The first thing that impressed me was that, as I already said, it was based on serious research, mainly an experiment that involved observing the interaction of many couples. The purpose of this experiment was to understand what makes a long-lasting marriage and how can one predict a divorce by checking how partners treated each other. Well, it turns out that we can learn what you shouldn’t say in an argument with your spouse, what behavior might cause a divorce and how to make up. The book is a practical, down to earth guide that every marriage, even a happy one, can benefit from.

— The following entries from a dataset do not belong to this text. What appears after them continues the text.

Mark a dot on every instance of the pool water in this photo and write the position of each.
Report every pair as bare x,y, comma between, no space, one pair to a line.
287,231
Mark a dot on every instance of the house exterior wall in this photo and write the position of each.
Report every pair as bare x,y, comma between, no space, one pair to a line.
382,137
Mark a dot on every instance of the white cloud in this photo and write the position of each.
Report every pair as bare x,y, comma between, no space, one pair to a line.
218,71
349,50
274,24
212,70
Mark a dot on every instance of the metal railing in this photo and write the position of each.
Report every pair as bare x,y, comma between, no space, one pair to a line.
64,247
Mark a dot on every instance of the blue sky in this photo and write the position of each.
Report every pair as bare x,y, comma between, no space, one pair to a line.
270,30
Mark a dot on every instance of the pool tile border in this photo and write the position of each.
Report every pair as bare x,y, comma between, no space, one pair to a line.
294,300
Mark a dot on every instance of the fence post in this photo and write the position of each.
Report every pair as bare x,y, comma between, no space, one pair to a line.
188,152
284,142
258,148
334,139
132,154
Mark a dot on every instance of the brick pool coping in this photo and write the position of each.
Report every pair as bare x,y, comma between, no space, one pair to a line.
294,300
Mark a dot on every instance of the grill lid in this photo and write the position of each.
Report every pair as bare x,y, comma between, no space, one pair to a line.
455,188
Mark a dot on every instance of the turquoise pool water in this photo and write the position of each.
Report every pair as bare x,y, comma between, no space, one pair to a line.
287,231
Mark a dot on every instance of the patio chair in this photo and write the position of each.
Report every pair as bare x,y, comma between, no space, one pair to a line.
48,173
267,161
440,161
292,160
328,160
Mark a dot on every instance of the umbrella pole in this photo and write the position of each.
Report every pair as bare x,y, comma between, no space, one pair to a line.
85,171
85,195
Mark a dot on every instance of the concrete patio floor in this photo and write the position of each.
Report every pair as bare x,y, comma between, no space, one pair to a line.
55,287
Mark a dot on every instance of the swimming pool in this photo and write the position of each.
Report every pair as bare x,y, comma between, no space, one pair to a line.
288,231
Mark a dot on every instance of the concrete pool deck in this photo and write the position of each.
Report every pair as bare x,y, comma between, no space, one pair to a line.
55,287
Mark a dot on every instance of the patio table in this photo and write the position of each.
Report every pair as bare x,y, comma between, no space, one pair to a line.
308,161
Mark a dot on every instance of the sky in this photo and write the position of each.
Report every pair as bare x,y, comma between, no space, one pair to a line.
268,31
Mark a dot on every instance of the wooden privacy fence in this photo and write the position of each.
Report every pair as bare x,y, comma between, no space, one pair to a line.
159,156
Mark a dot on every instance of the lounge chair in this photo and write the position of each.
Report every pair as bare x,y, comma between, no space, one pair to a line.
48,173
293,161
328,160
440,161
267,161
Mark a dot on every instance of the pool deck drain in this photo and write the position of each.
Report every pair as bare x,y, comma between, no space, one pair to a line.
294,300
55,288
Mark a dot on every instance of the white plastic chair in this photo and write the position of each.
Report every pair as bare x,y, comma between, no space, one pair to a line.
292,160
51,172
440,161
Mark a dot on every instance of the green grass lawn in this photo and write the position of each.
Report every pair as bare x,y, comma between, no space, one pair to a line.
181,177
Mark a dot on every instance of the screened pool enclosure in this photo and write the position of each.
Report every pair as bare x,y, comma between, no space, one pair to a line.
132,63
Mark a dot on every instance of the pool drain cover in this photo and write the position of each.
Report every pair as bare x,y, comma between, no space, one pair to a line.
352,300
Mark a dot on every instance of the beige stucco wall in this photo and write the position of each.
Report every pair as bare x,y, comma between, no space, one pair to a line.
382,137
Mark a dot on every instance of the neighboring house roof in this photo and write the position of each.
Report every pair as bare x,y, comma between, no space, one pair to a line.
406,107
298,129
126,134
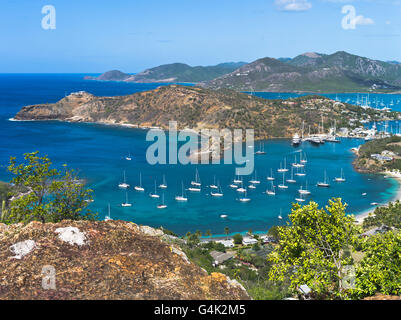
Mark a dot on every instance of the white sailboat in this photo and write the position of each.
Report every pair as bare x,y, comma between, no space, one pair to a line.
271,177
162,205
241,189
303,159
272,191
325,183
292,180
194,189
214,186
182,196
123,185
197,180
154,195
283,169
219,193
304,191
139,188
237,180
244,198
296,164
255,179
341,178
164,184
261,149
300,172
283,186
126,203
108,217
300,198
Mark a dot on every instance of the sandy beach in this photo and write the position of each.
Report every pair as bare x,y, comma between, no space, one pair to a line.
390,174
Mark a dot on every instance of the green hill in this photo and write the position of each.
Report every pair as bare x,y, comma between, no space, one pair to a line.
313,72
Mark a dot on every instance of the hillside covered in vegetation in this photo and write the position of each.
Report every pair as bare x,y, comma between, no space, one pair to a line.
379,155
198,108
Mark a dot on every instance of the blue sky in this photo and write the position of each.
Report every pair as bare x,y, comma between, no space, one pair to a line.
132,35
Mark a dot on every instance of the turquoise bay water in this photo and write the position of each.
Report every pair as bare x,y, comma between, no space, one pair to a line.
98,153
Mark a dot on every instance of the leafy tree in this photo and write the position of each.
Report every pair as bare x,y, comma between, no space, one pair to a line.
51,195
274,232
380,269
238,238
310,249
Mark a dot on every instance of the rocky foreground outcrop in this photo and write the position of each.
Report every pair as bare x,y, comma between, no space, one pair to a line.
101,260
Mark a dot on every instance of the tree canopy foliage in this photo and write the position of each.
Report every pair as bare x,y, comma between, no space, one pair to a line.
312,248
51,195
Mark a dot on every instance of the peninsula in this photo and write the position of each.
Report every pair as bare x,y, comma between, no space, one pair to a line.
198,108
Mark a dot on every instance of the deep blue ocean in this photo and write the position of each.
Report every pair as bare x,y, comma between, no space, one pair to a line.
98,153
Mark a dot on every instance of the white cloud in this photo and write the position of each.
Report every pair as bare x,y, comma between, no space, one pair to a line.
293,5
363,21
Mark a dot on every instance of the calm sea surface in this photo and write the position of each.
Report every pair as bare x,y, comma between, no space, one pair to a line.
98,152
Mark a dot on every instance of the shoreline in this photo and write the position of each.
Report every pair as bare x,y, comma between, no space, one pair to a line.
360,217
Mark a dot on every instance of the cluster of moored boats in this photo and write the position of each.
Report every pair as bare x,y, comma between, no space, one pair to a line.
297,169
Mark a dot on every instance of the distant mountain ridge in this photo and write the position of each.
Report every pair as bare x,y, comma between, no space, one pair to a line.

The thing that impressed me even more was the picture of a stable marriage as described by Dr. Gottman. It was quite different from the one we usually imagine or read in various marriage literature. Screaming matches and occasional bad sex happen, stresses Dr. Gottman, and it’s natural. You might think that that’s no big surprise, but these facts are generally overlooked in marriage tips, that usually concentrate on how to overcome those problems – smooth over arguments more quickly or better to avoid them, achieve great sex, etc. It’s not that I’d prefer bad sex to a good one, but we’re all human, and we all have our bad days. That alone will not cause a marriage to fail, and to my opinion, it’s important to legitimize those routine problems by pointing them out, so that some of us wouldn’t think they’re heading for divorce just because they occasionally fight with their spouse.